The same holds true for a robot that seeks extremes: The only thing it is aware of is that it can measure and track the dynamic signal from its current location without knowing the coordinates or any other details about the target's location. When Abdelgalil discovered a previously published work describing their activities under a microscope, he got the notion to investigate at-sea urchin sperm. A proposed model of an extremum-seeking unicycle robot, a basic machine that can only control its orientation and go forward, closely resembled the trajectory of the sperm.

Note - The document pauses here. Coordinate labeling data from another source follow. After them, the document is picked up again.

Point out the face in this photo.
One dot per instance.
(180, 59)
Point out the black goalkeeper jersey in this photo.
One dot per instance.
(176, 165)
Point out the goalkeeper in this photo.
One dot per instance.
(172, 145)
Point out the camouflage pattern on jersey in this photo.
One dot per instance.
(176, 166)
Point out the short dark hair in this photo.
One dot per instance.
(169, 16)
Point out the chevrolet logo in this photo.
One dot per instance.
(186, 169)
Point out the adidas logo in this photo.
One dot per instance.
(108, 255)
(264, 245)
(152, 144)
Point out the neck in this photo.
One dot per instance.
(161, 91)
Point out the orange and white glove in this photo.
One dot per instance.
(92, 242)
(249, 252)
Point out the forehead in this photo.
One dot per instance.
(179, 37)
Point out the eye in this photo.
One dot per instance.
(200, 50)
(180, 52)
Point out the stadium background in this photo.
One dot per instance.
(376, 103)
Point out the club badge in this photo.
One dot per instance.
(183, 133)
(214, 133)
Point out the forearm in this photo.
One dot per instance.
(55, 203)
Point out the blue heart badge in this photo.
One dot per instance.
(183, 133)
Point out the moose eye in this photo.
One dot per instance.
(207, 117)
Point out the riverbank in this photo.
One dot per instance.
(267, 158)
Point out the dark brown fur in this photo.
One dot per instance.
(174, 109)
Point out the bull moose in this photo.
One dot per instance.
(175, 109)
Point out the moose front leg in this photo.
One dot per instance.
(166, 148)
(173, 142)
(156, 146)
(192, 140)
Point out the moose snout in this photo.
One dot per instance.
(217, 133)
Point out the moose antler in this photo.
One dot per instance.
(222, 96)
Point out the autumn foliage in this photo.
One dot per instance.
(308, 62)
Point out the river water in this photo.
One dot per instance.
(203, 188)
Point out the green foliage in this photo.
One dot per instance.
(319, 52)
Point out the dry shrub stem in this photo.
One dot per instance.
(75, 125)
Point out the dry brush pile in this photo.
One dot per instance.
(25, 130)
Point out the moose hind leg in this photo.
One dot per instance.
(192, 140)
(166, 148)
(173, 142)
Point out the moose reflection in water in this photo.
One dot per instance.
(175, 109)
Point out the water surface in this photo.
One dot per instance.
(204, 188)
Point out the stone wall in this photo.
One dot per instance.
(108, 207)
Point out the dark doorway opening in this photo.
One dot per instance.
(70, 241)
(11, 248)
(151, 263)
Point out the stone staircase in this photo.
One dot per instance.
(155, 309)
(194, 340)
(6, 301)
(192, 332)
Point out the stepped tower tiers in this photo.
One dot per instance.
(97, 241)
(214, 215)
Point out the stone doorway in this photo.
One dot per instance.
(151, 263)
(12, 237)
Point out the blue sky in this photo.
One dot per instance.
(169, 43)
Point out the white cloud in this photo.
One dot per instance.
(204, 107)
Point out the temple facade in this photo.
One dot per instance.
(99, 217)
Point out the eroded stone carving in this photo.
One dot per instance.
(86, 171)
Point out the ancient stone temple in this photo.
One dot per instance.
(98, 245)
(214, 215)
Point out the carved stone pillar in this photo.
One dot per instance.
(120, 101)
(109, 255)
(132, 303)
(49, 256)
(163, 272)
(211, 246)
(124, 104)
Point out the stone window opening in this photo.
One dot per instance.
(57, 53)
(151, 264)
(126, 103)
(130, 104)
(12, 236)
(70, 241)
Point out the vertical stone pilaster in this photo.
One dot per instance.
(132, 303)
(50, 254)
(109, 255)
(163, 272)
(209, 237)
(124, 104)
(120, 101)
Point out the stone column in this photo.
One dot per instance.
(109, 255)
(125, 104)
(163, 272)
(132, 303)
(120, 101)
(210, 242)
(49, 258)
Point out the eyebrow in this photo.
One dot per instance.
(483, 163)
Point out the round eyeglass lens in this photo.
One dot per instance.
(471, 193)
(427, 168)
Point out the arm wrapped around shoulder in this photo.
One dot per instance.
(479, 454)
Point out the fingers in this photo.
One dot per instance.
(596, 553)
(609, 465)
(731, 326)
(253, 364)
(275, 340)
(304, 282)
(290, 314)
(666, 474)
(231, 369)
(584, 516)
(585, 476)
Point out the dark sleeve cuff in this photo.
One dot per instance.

“As soon as I saw the two pictures, I realized that this is more or less the same,” he says. So, in the new study, Abdelgalil and his colleagues illustrated how key components of the sea urchin sperm’s navigation strategy resemble hallmark features of extremum seeking.

Study abstract:

Sperm cells perform extremely demanding tasks with minimal capabilities. The cells must quickly navigate in a noisy environment to find an egg within a short time window for successful fertilization without any global positioning information. Many research efforts have been dedicated to derive mathematical principles that explain their superb navigation strategy. Here we show that the navigation strategy of sea urchin sperm, also known as helical klinotaxis, is a natural implementation of a well-established adaptive control paradigm known as extremum seeking. This bridge between control theory and the biology of taxis in microorganisms is expected to deepen our understanding of the process. For example, the formulation leads to a coarse-grained model of the signaling pathway that offers new insights on the peculiar switching-like behavior between high- and low-gain steering modes observed in sea urchin sperm. Moreover, it may guide engineers in developing bioinspired miniaturized robots with minimal sensors.